Each ASL has two distinct commitment sets: **deployment standards** (how the model is rolled out — internal-only, limited release, public release with safeguards, etc.) and **security standards** (how the model weights are protected — what kinds of insider threats and external attackers the security posture is designed to defeat). Crossing into ASL-3 requires hardened security against opportunistic attackers; ASL-4 requires defending against state-level adversaries.

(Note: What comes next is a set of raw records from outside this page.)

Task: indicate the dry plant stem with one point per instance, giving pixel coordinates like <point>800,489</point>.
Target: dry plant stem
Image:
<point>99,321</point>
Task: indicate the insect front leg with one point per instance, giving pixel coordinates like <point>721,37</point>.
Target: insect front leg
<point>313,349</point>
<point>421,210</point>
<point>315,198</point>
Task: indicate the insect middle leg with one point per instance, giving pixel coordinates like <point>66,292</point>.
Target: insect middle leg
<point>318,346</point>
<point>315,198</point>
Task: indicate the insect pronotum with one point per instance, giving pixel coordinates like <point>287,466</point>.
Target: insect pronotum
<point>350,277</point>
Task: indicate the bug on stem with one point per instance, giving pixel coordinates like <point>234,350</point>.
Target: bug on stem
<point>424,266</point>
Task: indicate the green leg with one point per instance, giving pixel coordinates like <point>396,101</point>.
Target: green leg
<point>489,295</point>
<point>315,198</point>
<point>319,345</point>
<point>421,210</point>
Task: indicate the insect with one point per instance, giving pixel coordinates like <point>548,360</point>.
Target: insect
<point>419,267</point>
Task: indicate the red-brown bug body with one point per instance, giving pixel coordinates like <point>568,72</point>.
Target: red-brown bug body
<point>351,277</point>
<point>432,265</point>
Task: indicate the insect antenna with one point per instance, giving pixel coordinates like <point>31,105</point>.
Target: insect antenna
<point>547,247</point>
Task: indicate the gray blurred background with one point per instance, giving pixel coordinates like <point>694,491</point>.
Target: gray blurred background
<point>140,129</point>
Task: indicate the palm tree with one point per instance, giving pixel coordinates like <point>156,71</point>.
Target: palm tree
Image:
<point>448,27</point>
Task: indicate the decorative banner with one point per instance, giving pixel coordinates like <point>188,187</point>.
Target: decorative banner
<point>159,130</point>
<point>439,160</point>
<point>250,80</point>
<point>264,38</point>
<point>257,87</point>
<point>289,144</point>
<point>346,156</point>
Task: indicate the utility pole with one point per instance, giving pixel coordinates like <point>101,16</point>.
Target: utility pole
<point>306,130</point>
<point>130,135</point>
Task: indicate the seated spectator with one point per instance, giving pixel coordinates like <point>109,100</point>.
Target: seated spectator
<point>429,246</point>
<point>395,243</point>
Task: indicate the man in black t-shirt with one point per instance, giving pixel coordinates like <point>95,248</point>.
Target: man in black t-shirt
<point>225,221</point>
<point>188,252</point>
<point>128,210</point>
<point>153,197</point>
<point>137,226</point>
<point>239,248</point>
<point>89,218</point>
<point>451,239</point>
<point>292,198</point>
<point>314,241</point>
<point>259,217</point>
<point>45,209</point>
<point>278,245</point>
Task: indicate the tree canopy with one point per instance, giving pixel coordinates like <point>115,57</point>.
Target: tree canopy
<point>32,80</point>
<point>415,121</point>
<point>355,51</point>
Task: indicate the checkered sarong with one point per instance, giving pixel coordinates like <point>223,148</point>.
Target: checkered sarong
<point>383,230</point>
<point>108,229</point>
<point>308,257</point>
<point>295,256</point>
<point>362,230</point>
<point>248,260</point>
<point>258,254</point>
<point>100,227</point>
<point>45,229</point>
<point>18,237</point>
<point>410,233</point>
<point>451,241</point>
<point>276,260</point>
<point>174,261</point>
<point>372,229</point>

The RSP gates training as well as deployment. If during pre-training evals a model is forecast to cross into a higher ASL, Anthropic commits to pausing further training until the corresponding deployment + security commitments for the higher ASL are in place. The 2024 update made this explicit; the 2025 update added the 'Capability Report' and 'Safeguards Report' artifacts that document, per model, what evals were run and what mitigations are in place.
Governance: a designated **Responsible Scaling Officer** owns RSP implementation. The **CEO** signs off on deployment decisions involving newly-crossed ASL thresholds. The **board** and the **Long-Term Benefit Trust** (Anthropic's unusual governance structure with safety-prioritizing trustees) have oversight roles. The RSP commits Anthropic to publishing material updates and to publishing Capability/Safeguards Reports for new ASL-3+ models — both of which have shipped for Claude Opus 4 and 4.7.